I had a similar reaction when comparing software engineering to other professions. My brother is a lawyer, and he has to do continuing legal education (https://en.wikipedia.org/wiki/Continuing_legal_education). I have friends who are doctors that go to (and sometimes speak at) conferences. I'm not sure that we software engineers need to spend all our free time on leetcode and answering StackOverflow questions, but reading a book about something outside of normal work hours seems like pretty tame stakes.
I thought the same thing about that quote. He is mixing up events with these two professions.

Nobody wants an engineer who is passionate while they are literally writing code, screaming at the computer and flailing his hands[1]. Much in the same way we wouldn't want a judge to be passionate when he's handing down a sentence.

But a judge should care about our laws, our constitution, and be opinionated about them. I want a surgeon who understands how the practice of surgery is evolving and stays up to date on best practices. I want a bridge builder to get ABSOLUTELY passionate about the type of materials used on a bridge and not settle for anything less. Similarly I think the best software engineers care deeply and are knowledgable about the craft of software engnineering.
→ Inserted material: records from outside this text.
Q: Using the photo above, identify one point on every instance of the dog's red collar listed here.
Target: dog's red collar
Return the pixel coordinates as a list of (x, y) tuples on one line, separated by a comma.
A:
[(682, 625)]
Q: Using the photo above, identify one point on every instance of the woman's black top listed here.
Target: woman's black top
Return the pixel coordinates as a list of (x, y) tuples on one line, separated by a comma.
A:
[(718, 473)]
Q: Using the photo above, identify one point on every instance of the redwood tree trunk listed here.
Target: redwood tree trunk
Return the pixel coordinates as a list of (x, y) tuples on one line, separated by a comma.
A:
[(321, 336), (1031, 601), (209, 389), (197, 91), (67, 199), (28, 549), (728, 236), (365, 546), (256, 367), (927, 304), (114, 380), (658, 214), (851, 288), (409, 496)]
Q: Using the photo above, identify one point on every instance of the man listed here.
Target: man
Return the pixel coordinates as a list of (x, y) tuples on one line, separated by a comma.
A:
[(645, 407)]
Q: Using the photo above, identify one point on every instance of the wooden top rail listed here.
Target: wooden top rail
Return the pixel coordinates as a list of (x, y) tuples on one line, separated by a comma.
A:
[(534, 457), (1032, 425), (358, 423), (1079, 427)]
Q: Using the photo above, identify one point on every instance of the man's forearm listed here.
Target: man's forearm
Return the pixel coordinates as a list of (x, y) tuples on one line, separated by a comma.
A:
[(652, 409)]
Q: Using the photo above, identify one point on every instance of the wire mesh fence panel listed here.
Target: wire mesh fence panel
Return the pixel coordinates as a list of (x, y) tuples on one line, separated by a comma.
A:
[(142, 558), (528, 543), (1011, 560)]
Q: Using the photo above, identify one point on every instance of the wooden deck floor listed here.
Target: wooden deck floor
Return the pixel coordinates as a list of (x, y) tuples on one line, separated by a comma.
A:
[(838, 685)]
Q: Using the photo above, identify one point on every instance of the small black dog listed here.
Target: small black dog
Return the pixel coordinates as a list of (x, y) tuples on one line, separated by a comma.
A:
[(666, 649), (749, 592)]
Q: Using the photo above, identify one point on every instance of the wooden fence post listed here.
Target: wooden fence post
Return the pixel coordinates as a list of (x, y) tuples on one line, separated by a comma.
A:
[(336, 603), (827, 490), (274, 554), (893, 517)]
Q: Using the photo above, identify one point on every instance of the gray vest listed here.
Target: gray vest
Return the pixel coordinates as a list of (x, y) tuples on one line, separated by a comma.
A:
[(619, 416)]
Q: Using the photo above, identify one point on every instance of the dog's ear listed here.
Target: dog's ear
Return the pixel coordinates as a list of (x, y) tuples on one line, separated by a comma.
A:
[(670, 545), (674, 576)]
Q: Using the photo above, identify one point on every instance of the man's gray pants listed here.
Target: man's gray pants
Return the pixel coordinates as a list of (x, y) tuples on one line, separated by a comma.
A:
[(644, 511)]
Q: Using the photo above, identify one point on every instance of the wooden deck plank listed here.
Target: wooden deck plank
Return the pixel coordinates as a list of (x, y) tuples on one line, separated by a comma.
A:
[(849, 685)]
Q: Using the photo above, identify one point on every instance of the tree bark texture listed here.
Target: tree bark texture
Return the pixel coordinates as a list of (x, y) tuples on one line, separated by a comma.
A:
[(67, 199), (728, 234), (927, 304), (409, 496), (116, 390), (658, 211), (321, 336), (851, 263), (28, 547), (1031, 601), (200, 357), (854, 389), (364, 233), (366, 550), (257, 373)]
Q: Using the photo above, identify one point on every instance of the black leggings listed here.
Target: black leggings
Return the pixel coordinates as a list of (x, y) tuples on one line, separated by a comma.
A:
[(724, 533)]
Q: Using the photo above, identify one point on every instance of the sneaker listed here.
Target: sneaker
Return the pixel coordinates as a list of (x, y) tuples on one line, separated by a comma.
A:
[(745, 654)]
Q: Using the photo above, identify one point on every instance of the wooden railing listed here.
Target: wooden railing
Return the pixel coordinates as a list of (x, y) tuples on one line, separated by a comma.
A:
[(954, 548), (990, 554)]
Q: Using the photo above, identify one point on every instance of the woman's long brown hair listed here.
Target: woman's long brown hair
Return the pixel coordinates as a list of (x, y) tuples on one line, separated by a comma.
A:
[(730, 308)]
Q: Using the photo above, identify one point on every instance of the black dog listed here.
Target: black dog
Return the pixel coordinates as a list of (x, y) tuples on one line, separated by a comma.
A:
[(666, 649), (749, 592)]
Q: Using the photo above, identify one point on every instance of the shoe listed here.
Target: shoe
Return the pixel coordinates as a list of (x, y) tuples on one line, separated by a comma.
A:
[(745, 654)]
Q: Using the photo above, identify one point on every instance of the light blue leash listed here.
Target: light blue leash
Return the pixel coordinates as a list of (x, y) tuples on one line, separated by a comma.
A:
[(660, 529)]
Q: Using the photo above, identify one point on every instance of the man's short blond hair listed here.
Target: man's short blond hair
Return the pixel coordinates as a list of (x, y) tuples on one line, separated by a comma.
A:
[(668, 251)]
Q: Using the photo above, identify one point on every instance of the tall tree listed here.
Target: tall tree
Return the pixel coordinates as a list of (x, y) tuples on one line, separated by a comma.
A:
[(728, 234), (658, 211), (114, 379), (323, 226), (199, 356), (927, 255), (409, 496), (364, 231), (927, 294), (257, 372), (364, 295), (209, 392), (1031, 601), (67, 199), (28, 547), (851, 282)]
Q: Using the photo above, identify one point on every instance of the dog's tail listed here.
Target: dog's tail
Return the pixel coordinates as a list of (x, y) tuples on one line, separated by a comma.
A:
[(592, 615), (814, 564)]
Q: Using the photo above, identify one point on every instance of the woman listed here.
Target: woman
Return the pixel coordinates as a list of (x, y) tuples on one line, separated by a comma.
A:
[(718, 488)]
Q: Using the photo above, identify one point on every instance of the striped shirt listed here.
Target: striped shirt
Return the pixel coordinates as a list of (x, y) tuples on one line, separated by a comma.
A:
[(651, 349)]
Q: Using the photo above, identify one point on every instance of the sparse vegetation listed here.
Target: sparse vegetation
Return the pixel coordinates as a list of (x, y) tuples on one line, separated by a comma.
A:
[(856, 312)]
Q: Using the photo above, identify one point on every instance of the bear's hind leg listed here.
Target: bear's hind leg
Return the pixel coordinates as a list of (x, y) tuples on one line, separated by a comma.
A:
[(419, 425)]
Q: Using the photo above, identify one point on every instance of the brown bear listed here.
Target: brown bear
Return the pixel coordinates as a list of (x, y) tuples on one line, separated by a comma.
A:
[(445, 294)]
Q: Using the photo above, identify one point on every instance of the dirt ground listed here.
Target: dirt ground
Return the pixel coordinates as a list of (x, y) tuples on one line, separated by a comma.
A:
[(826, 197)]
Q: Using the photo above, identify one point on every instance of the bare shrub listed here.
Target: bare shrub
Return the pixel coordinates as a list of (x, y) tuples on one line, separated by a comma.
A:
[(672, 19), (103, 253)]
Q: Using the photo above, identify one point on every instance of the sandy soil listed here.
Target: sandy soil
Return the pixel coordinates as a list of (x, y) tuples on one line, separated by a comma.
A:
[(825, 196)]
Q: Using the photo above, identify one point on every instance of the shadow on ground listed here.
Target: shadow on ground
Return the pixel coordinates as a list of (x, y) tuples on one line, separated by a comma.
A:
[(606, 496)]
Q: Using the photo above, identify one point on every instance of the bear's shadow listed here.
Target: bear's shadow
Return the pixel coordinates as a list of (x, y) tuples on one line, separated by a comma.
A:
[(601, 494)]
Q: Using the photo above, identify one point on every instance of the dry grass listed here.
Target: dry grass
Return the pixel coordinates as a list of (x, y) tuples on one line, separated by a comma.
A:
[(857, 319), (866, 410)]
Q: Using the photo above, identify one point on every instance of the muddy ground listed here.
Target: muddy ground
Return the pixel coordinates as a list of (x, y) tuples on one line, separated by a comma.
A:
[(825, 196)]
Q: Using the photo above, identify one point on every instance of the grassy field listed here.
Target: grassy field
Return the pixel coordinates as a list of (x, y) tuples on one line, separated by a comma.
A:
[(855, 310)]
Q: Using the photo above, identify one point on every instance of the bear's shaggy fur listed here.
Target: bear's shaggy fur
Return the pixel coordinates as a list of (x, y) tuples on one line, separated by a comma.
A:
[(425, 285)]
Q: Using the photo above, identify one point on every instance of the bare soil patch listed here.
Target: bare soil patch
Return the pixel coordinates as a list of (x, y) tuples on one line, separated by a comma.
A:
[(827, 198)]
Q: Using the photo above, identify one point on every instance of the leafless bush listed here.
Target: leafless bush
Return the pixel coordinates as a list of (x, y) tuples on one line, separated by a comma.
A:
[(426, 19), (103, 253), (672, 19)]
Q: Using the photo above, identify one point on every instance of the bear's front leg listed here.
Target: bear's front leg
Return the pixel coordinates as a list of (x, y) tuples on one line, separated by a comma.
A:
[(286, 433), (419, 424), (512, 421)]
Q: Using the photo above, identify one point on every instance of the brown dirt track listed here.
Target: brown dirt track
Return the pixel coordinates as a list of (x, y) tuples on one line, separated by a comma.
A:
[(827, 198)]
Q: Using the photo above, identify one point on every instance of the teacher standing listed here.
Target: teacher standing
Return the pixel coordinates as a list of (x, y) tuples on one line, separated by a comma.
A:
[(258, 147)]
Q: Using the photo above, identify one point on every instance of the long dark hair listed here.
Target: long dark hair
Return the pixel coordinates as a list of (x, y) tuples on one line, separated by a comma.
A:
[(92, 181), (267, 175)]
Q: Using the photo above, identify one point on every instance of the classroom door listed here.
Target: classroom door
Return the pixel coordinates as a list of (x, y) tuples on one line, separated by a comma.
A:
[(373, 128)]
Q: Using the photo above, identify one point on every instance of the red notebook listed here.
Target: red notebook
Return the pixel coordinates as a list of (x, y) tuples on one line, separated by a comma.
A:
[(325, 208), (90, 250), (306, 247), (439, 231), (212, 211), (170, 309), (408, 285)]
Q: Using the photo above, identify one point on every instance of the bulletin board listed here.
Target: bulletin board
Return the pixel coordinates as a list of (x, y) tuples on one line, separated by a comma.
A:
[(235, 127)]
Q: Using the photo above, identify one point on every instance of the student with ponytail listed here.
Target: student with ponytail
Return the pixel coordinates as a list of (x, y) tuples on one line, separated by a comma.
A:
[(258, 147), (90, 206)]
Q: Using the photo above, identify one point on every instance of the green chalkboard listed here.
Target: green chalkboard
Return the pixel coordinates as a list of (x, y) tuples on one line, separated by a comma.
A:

[1] Well, I've had a coworker who did this and it was actually really comical and we were all entertained, but he was the exception that proved the rule.

I've seen a doctor who didn't seem to care, as well as one that did. One just tried to throw prescriptions at any problems I took to him, and the other one was more interested in root causes and the sum picture of my overall health. I definitely want the passionate one there, all other things about their knowledge and potential competence being equal.